Denetlemeleri hiç olmazsa bu sene sıkı tutun / Allah aşkına çevremizi temiz tutalım
DENETLEMELERİ HİÇ OLMAZSA BU SENE SIKI TUTUN
Bunu kime söylüyoruz?
Tabi ki Zonguldak Tarım ve Orman il müdürlüğüne.
Geçen yıl denetlemeleriniz sıfırdı.
Hele hamsiler kıl kadardı.
Her gün önünden geçtiğiniz balık satıcılarının tezgahları incecik hamsilerle doluydu.
Kimse çıkıpta bu rezalet ne demedi.
Kıl kadar hamsiler tezgahları süsledi.
Sizlerde gidip bu hamsilerden alıp evlerinizde yediniz.
Eğer böyle giderse gün gelecek hamsiyi kitaplarda göreceğiz.
Nesli tükenen balık diye.
Şimdi tezgahlarda çingene palamut'u satılıyor.
Küçücük balıklar.
Keşke av sezonunu biraz daha öteleseydiniz.

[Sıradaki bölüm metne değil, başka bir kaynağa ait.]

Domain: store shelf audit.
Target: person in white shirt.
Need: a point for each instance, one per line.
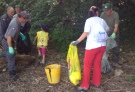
(95, 30)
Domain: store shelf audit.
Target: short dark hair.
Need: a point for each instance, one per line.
(92, 11)
(24, 14)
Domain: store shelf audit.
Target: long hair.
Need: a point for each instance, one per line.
(92, 11)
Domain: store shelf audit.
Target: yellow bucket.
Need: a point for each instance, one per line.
(53, 73)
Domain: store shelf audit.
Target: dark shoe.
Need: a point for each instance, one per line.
(13, 75)
(82, 89)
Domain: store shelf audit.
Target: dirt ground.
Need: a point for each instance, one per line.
(32, 77)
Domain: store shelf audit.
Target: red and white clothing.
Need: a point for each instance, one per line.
(94, 52)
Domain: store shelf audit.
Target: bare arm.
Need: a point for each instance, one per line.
(83, 36)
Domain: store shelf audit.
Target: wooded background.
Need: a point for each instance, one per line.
(66, 18)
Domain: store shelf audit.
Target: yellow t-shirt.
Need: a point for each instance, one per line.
(42, 39)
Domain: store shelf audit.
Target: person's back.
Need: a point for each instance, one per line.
(5, 20)
(111, 20)
(42, 40)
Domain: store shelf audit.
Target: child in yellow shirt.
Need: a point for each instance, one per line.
(42, 42)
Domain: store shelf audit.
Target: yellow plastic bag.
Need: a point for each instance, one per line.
(73, 65)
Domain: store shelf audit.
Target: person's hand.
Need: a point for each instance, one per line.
(11, 50)
(22, 36)
(74, 43)
(113, 36)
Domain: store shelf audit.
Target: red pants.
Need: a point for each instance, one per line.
(42, 50)
(92, 59)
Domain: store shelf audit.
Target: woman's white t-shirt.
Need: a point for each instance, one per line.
(89, 27)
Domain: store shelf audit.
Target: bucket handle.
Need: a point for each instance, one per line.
(49, 73)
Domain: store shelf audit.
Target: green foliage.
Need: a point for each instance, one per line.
(62, 36)
(130, 79)
(71, 15)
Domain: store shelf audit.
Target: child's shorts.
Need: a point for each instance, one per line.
(42, 50)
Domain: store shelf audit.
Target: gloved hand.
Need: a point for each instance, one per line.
(11, 50)
(113, 36)
(74, 43)
(22, 36)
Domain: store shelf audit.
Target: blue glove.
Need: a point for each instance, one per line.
(74, 43)
(11, 50)
(22, 36)
(113, 36)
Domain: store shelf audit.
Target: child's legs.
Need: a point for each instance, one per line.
(43, 50)
(39, 50)
(97, 66)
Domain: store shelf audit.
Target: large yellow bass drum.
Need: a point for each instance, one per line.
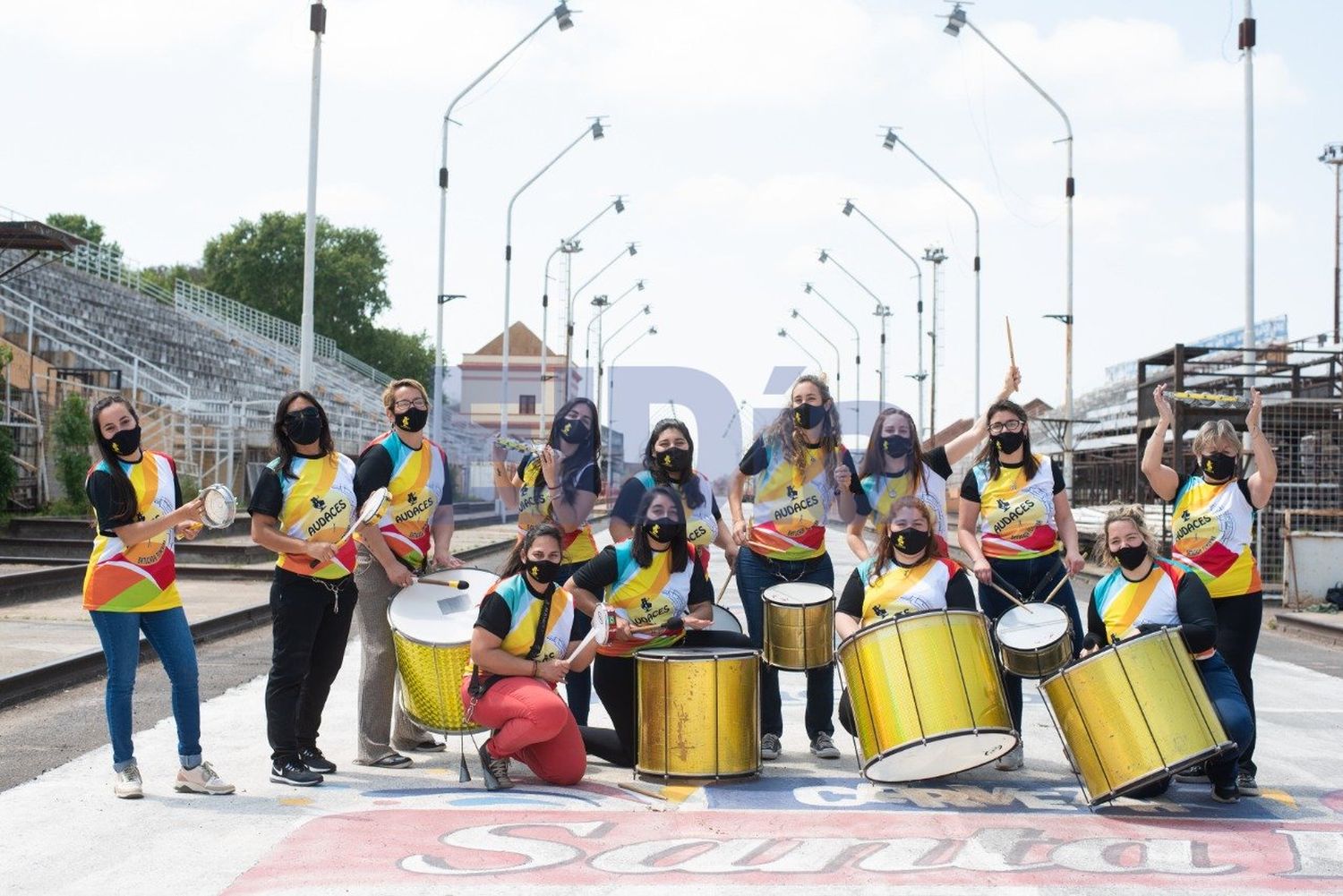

Çingene palamutları büyüyüp torik olsalardı.
Denetleme olmazsa.
Yasaklara uyum olmazsa.
Küçücük palamutları yemek zorunda kalacağız.
Ben bu sene denetlemelerin sıkı olmasını bekliyorum.
Bunları yakalayanlar.
Satın alıp satanlar.
Bu balıkları satın alıp yemek için evlerine getirenlere de yüklüce ceza kesilmesi gerekir.
Eğer bizler böyle küçük balıkları satın almazsak ellerinde kalır.
Balık satıcıları da bu küçük balıkları satmadıkları için yakalayanlardan almazlar.
Bu balık avcıları da böyle balık tutmazlar.
Talep olmazsa arzda olmaz.
Herkes görevini layığıyla yapsın artık.
Salla başını al maaşını olmuyor artık.
Rahat koltuklarınızdan kalkın da biraz görev yapın.
Çalışanlara hayırlı görevler diyoruz.
Kolay gelsin.
ALLAH AŞKINA ÇEVREMİZİ TEMİZ TUTALIM
Doğayı ve çevremizi çöplük gibi kullanıyoruz.
Yediklerimiz içtiklerimizi arabalarımızın camından dışarı atıyoruz.
Ormanlara dere kenarlarına pikniğe gidiyoruz.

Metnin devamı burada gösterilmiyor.